World Summit A.I. 2017 Summary
A list of insights I took away from WSAI.
I was pleased to see industry leaders dispelling a lot of hype, though there was
still a lot of hype and a lot of corporate participants trying to promote
themselves relevant in the A.I. space.
Current limitations of A.I:
- Most ‘A.I’ machine learning models start learning from scratch and thus require
large amounts of data and large amounts of computational resources.
- We lack the generalisable building blocks to do machine learning efficiently.
- Even experts machine learning engineers go through trial and error in building
models, we don’t yet have good best practices of exactly what kind of
architecture to use when.
- Models are highly sensitive to the data they were trained on. Commonly, they do
not adapt well to changes in input data.
- We lack the understanding and practical implementation of the sub-components of
learning processes to mimic humans in reasoning and generalising based on
similar amounts of data.
- Bias and stereotypes must be manually removed from the result of unfair training
data.
A.I. Landscape and interesting uses
- It will be a long time before A.I. replaces the jobs requiring creativity and
right brain thinking.
- The best uses seemed to be integrating AI technology with humans in the loop,
not replacing them altogether.
- A lot of research still into both fine tuning existing machine learning
implementations and thinking about new ones.

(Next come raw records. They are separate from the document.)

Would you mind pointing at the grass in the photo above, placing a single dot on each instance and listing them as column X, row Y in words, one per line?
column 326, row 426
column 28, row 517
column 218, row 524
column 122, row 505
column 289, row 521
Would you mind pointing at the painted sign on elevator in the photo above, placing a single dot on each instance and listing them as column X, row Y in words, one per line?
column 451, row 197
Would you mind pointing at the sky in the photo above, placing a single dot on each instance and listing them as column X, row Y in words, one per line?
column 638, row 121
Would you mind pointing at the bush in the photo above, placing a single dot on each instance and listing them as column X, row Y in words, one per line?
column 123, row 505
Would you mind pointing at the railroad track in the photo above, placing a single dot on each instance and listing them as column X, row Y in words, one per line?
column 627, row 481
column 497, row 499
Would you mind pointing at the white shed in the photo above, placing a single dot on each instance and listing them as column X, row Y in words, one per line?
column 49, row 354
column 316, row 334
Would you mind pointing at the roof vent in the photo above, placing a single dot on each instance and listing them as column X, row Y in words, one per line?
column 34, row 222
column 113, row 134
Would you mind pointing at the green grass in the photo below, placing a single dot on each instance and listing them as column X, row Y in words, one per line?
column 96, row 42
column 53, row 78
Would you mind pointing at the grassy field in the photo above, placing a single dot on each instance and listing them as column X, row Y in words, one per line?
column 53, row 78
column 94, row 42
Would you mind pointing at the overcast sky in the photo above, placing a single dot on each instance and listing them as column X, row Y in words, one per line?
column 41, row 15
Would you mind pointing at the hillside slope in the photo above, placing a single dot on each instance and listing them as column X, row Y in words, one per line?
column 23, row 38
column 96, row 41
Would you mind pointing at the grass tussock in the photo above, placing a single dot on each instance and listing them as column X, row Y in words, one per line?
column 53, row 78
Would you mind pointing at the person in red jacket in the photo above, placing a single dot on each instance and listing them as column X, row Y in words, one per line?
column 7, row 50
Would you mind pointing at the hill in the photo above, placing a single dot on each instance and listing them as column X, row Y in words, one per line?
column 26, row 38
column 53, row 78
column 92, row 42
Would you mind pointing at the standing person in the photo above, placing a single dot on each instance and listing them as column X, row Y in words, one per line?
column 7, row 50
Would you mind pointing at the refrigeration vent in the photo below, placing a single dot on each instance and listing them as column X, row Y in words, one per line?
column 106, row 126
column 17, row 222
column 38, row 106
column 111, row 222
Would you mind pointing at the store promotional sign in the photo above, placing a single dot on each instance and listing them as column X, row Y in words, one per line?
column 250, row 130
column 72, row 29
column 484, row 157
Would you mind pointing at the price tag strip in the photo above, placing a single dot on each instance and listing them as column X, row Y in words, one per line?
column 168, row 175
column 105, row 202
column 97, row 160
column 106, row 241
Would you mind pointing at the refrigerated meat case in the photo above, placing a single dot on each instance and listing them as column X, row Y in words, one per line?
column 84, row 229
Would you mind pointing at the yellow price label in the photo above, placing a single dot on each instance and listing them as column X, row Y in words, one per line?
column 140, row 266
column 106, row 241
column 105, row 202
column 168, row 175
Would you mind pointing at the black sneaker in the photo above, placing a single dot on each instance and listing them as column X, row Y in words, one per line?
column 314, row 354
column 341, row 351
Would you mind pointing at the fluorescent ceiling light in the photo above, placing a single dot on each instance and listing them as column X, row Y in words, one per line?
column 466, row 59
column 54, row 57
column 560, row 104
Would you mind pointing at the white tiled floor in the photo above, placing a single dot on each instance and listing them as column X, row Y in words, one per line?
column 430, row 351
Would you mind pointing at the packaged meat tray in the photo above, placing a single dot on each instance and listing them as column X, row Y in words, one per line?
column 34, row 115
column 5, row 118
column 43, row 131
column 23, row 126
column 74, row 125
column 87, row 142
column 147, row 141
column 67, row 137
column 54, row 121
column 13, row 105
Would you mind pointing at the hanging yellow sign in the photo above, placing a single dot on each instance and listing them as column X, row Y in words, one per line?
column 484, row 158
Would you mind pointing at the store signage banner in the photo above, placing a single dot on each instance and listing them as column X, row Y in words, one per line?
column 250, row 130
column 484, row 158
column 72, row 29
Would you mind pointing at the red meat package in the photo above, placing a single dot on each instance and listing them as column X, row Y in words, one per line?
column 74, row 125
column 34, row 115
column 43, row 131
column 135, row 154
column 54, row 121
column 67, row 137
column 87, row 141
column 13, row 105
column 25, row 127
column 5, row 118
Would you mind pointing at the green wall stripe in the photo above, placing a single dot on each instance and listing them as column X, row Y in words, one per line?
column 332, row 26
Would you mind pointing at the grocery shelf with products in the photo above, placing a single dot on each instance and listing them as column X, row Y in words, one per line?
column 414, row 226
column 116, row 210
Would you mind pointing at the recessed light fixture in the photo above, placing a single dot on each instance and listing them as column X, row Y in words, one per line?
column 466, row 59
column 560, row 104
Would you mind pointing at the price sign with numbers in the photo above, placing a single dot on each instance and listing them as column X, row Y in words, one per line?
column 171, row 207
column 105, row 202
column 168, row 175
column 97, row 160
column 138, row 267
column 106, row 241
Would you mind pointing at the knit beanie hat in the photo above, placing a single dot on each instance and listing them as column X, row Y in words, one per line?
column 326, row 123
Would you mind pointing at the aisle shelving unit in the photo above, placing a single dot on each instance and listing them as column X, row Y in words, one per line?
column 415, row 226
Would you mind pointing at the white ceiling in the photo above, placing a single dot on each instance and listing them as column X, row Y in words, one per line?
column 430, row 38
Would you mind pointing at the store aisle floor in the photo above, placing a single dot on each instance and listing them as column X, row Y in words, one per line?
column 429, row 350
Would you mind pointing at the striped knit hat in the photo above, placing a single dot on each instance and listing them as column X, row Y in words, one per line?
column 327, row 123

- While the majority of machine learning and A.I. is used for advertising, there
are people out there trying to improve humanity. From apps as a clinical aid for
depression, apps that offset suggested diagnoses of medical illnesses, automated
project management, etc. Democratising access to these resources for more people
than they could help otherwise.
- As data becomes more valuable the need to have open access and interoperability
while preserving privacy becomes more important. Restricted access to data by
only certain big corps shouldn’t stifle other research and applications.